Source: I was one of those 80s kids. It’s not something I’m proud of, but writing bots to troll message boards and scrapers for porn and warez played just as significant role in my journey into my IT profession as writing games on 8bit micros.
And everyone was in on it. We were all trolling, and being trolled, and perfectly well aware of what trolling was. But now people deliberately target and exploit the vulnerable on the internet.
As for security, that was always an issue. Malware, denial of services attacks, etc aren’t a recent phenomena. And hacking was so prevalent that even Hollywood caught wind, hence the slew of hacker movies in the 80s and 90s (Wargames, TRON, Hackers, Anti Trust, Swordfish, Lawnmower Man, and so on and so forth).
The problem isn’t that internet etiquette has gotten worse. The problem is that there is so much more online these days that the attack surface has grown by several orders magnitude. Like how there’s more road accidents now than there was in the 70s despite driving tests progressively getting tougher (in most countries). People aren’t worse drivers, there’s just more roads and busier with more vehicles.
Early 2000s, public channel on a LAN with ~3k people in a post soviet country – say something stupid to a wrong person and you'll find yourself with a broken nose, because the guy/gal is a friend of the admin.
I was just responding to the generalisation made by the GP.
I typically have busy but important channels muted with a carve out for @mentions, watercooler channels are just muted but I check on them a few times a day.
There's nothing new here, there's no problem to solve. Doesn't matter if you're anonymous or publicly identifiable. 90% of people don't contribute, they just consume. 9% contribute occasionally. And 1% are regular contributors.
The 1% or 90-9-1 rule is pretty well known.
https://en.wikipedia.org/wiki/1%25_rule
I think this is merely the shift from doing this as a hobby, to doing this for work. Random coding problems mixed with banter I posted or answered on IRC back in the day? Purely hobby stuff, things I done after school instead of doing my homework. No stakes beyond the community itself, I could disengage at any moment, nobody would care - there was no commitment of any kind involved.

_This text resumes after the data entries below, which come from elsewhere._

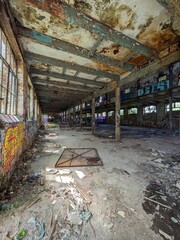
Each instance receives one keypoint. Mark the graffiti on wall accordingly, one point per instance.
(31, 129)
(12, 146)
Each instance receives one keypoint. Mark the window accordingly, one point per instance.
(121, 112)
(132, 111)
(8, 77)
(149, 109)
(175, 107)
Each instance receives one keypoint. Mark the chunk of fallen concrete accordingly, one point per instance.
(74, 218)
(165, 235)
(64, 171)
(121, 213)
(174, 219)
(110, 226)
(51, 170)
(80, 174)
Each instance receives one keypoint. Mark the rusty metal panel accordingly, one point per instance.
(79, 157)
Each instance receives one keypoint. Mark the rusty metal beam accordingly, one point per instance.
(151, 68)
(170, 5)
(70, 92)
(140, 73)
(77, 18)
(37, 80)
(6, 27)
(34, 70)
(68, 65)
(72, 49)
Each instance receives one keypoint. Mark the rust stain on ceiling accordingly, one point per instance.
(146, 21)
(139, 60)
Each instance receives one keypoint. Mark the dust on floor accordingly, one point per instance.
(122, 200)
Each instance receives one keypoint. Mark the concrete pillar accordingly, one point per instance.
(74, 115)
(80, 116)
(160, 110)
(69, 117)
(93, 115)
(170, 110)
(140, 114)
(22, 110)
(65, 116)
(117, 114)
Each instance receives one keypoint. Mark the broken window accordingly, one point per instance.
(149, 109)
(8, 77)
(132, 111)
(121, 112)
(175, 107)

Today? Even if we switched back from Slack/Teams/whatnot to IRC, the fact remains, the other people are my co-workers, and we're talking about work, and it's all made of commitments and I can't disengage, or else I starve.
That changes the dynamic quite a bit.
Smartphones changed that with Youtube and Facebook. Youtube incentivized you to use a Google account, and Facebook wouldn't let you use it anonymously without an account. Because you could use one account to log into multiple places people could track you across websites. People could make archives, screenshots, and transcriptions of anything you had done with those linked accounts. With this change there was no safe corner to hide if you said something stupid. And because so many people were foolish enough to tie their real identities to these online accounts with their real names or pictures of themselves, it gave a way for particularly unruly people to track these individuals even offline. There was now a real danger if you said something stupid, because instead of just getting your post deleted or starting a derailment in the thread people could harass you at your home, get you fired, and even send the police to terrorize you in the middle of the night via SWAT raids. It's no longer just one person calling you out. It's now hundreds, maybe even thousands, all armed with information.
And this is why I say it's stupid to require phone numbers and real names to sign up for insignificant things like being able to view someone bake a duck shaped cake live over the internet.
There's not need for 'not sure' or 'somehow' - when average IQ is 20-30 points higher, life is better.
I certainly hope that was a tongue in cheek joke.
It’s great to be open about gaps in what you know, but it’s also important to follow through and close those gaps. Especially if you’re interested in writing about a topic to help people understand.
A good reminder that everything we say/hear/write/read exists in the unseen context of all the things we believe we should not say.